Die Schrauber on Live Constructions: Sunday, June 29 at 10PM
Tune in to hear an exciting in-studio performance from the electronic improvisation trio, Die Schrauber. The trio is made up by Hans Tammen, Joker Nies, and Mario DeVega, and they create improvised electronic and noise music through a variety of bizarre instruments. They hauled their set-up to WKCR's studios for a 40-minute live set, followed by a interview exploring the origin of their sounds. Listen!
Hailed by their critics as “fiercely intrepid improvisers”, who would “win any title fight against the bastard sons of onkyo”, the trio DIE SCHRAUBER produces a wide variety of dense musical textures and high-energy interaction. With veteran circuit bender Joker Nies (Cologne), Mario deVega (Berlin) on amplified objects and turntables, and Hans Tammen (New York) on Endangered Guitar and live sound processing, the trio exerts extreme control over their bizarre instruments.

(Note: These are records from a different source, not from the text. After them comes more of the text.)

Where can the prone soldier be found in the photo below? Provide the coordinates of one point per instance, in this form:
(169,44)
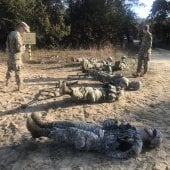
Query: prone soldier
(116,80)
(112,138)
(105,93)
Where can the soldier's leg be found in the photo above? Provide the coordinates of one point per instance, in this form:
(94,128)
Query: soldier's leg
(9,71)
(139,66)
(18,74)
(146,63)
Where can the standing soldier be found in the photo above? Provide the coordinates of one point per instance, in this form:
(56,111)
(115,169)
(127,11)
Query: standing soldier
(144,52)
(15,48)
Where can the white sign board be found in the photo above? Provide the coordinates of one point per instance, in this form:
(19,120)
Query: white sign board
(29,38)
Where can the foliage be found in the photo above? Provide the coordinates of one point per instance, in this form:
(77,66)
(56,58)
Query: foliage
(160,20)
(75,23)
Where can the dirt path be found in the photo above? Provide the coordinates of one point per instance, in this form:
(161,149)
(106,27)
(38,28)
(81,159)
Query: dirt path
(149,106)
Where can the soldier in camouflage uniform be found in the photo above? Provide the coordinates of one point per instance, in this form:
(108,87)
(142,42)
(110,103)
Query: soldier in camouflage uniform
(15,48)
(144,52)
(105,93)
(112,138)
(92,63)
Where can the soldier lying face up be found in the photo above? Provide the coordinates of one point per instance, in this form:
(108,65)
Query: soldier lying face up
(105,93)
(111,138)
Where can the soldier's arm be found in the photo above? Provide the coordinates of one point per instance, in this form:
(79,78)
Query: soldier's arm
(149,41)
(110,124)
(134,151)
(19,44)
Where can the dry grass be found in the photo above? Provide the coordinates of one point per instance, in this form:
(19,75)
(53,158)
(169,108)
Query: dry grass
(68,55)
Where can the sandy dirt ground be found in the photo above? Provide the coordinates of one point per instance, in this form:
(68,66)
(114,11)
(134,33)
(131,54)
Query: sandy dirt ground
(150,106)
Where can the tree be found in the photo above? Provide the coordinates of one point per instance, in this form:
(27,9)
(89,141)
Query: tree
(160,21)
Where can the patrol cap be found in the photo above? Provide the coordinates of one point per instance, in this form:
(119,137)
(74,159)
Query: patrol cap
(25,26)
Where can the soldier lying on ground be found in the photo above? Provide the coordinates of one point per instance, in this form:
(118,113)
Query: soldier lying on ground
(116,80)
(90,94)
(112,138)
(104,65)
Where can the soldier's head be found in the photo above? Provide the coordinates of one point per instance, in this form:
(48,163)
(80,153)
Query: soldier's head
(123,58)
(23,27)
(134,85)
(146,28)
(152,138)
(64,88)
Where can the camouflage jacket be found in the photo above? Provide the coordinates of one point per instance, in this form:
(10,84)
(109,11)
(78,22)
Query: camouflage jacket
(92,95)
(114,139)
(14,43)
(146,44)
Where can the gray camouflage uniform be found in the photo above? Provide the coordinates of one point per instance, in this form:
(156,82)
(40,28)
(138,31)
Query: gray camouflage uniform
(92,95)
(145,52)
(15,48)
(114,139)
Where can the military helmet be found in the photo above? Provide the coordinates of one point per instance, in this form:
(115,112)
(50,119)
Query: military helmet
(134,85)
(25,26)
(110,59)
(123,82)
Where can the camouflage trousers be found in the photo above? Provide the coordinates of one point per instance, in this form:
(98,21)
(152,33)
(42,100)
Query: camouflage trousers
(143,60)
(14,63)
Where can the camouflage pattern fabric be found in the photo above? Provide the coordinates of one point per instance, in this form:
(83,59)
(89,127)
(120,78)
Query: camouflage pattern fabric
(115,140)
(104,65)
(120,65)
(145,52)
(14,48)
(92,95)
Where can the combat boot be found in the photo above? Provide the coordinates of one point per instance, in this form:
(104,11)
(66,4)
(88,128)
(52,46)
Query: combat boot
(20,87)
(35,130)
(42,124)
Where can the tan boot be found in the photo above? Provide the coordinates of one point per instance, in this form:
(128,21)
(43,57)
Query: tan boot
(37,119)
(136,74)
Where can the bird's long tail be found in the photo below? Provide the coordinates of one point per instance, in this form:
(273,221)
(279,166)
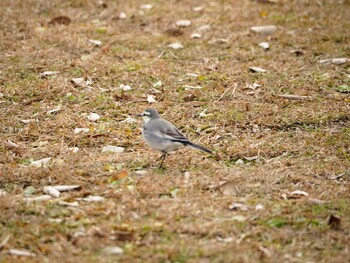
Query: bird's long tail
(199,147)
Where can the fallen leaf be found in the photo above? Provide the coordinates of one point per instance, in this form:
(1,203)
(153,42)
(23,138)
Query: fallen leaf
(257,69)
(122,15)
(176,46)
(264,29)
(112,149)
(125,87)
(218,41)
(198,8)
(113,250)
(151,98)
(71,204)
(38,198)
(238,206)
(81,130)
(146,6)
(158,84)
(63,188)
(188,87)
(93,117)
(21,253)
(239,218)
(298,194)
(55,110)
(92,198)
(335,61)
(259,207)
(29,121)
(183,23)
(60,20)
(141,172)
(295,97)
(228,188)
(95,42)
(196,35)
(334,222)
(175,32)
(203,28)
(264,45)
(40,163)
(48,73)
(298,53)
(51,191)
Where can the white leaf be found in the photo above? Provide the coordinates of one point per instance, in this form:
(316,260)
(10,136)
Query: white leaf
(63,188)
(48,73)
(192,75)
(158,84)
(73,149)
(40,163)
(224,240)
(38,198)
(53,110)
(21,253)
(122,15)
(264,45)
(113,250)
(198,8)
(203,28)
(92,198)
(176,46)
(196,35)
(112,149)
(72,204)
(11,144)
(81,82)
(203,113)
(239,218)
(141,172)
(146,6)
(264,29)
(218,41)
(129,120)
(335,61)
(299,193)
(95,42)
(29,121)
(125,87)
(93,117)
(51,191)
(151,99)
(187,87)
(2,192)
(259,207)
(183,23)
(238,206)
(80,130)
(257,69)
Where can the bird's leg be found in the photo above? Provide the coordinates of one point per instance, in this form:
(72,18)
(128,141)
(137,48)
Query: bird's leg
(162,158)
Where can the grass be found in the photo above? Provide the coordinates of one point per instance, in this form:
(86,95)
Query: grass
(264,146)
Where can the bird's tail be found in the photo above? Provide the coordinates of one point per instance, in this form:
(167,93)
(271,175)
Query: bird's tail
(199,147)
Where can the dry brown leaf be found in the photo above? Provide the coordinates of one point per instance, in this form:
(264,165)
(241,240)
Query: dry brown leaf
(60,20)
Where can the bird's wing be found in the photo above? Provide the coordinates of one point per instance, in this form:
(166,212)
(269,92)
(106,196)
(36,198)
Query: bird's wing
(168,131)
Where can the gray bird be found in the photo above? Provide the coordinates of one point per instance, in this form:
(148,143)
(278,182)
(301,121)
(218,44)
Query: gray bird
(161,135)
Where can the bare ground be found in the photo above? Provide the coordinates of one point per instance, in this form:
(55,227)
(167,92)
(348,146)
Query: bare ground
(266,146)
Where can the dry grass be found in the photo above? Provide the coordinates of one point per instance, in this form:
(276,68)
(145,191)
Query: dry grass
(168,215)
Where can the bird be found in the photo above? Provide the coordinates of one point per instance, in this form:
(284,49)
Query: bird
(163,136)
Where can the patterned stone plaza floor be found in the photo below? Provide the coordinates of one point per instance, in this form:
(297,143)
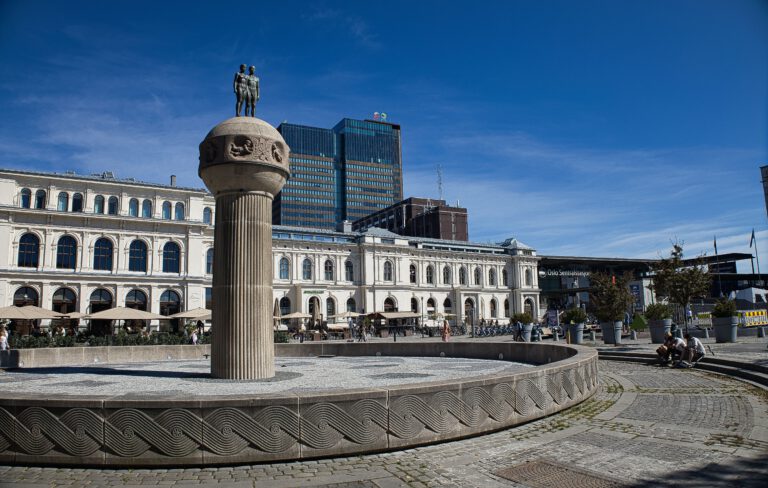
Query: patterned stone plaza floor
(646,427)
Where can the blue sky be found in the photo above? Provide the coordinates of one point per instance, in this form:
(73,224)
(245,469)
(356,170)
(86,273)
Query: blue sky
(596,128)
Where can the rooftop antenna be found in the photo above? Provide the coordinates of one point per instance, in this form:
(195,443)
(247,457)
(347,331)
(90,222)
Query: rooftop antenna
(440,180)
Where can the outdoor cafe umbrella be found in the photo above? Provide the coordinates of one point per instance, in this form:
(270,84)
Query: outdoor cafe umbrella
(27,312)
(197,313)
(121,313)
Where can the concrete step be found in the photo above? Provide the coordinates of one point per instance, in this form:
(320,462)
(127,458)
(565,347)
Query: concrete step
(753,373)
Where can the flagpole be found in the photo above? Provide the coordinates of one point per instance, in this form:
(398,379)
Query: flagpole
(717,264)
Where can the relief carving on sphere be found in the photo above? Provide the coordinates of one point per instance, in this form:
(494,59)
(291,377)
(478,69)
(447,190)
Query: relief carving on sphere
(241,147)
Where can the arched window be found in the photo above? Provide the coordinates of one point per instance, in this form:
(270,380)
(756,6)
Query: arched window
(179,211)
(209,261)
(171,258)
(146,209)
(101,299)
(285,306)
(40,199)
(26,295)
(137,256)
(285,268)
(26,198)
(63,202)
(170,303)
(77,202)
(66,253)
(112,206)
(64,301)
(98,204)
(29,251)
(207,215)
(133,207)
(136,299)
(102,254)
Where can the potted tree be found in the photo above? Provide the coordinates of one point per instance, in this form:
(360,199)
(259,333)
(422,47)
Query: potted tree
(725,320)
(611,298)
(575,318)
(659,316)
(680,282)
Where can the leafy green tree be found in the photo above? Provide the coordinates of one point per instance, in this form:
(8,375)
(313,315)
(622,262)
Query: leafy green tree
(610,296)
(680,283)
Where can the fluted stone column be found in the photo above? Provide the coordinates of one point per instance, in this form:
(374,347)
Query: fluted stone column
(244,163)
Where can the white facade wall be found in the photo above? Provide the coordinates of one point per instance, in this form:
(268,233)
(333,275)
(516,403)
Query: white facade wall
(370,254)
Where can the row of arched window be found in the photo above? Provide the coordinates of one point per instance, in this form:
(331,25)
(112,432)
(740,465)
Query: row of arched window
(103,252)
(284,269)
(65,300)
(110,206)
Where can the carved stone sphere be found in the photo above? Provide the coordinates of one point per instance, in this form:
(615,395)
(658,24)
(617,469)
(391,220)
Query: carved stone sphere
(244,154)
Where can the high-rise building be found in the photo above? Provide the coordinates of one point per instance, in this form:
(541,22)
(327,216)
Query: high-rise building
(338,174)
(419,217)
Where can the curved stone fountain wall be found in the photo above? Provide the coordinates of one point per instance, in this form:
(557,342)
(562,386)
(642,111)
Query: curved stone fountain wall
(212,430)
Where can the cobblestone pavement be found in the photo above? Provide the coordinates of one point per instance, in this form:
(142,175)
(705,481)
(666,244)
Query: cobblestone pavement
(648,426)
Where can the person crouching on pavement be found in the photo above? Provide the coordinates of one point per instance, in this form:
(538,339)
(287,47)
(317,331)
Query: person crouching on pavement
(694,351)
(672,349)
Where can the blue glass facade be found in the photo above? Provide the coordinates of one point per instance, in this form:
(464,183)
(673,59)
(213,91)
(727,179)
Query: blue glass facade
(339,174)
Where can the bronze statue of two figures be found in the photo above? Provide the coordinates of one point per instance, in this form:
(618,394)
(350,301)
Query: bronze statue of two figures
(247,90)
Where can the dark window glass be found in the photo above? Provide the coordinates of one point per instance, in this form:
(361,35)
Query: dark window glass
(102,254)
(171,257)
(209,261)
(40,199)
(29,251)
(137,256)
(77,202)
(26,198)
(66,253)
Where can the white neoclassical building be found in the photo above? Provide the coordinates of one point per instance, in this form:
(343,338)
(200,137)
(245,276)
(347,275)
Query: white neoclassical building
(84,243)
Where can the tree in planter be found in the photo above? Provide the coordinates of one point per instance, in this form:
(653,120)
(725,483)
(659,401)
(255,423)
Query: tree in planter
(678,283)
(610,296)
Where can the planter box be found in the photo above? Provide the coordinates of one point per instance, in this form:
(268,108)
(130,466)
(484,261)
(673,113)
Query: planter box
(659,329)
(725,328)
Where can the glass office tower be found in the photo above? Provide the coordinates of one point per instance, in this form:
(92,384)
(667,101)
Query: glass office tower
(339,174)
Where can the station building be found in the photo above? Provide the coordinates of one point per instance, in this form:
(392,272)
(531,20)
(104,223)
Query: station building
(79,243)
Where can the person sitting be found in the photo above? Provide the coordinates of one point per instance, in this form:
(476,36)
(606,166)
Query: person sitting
(671,350)
(694,352)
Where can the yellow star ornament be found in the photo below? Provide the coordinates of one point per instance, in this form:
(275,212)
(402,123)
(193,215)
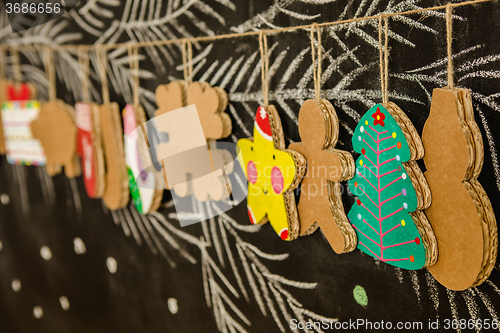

As “Signal To Noise” observed: “They exploit their remarkable control and on-the-fly flexibility on this caffeinated exchange of pointillist fractals, oscillations, whirrs, drones, whizzes, buzzes, slurps, whoops, pops and clacks that bombard and scorch the ears with a heat-seeking intensity.”
Hans Tammen (New York) works with a bizarre collection of mechanical devices on his “endangered” guitars, and uses an interactive software of his own design to rework his sounds in realtime. His music has been described by “Signal To Noise” as “…a killer tour de force of post-everything guitar damage”.
Joker Nies (Cologne) modifies or builds his instruments to his needs. Apart from other techniques, he acts as a connector of circuits not intentionally related. He touches and combines the circuitry of the instruments through skin-resistance, creating spontaneous and delicate music with subtle control.
Mario de Vega (Berlin) works with several self-designed sound objects, analog and modified electronics, turntables and computer based interfaces. His work moves towards glitch sampling, microtonal scratches, pips, squeaks, and needlesharp noise clusters developed by a wide range of self-design and hacked gadgets.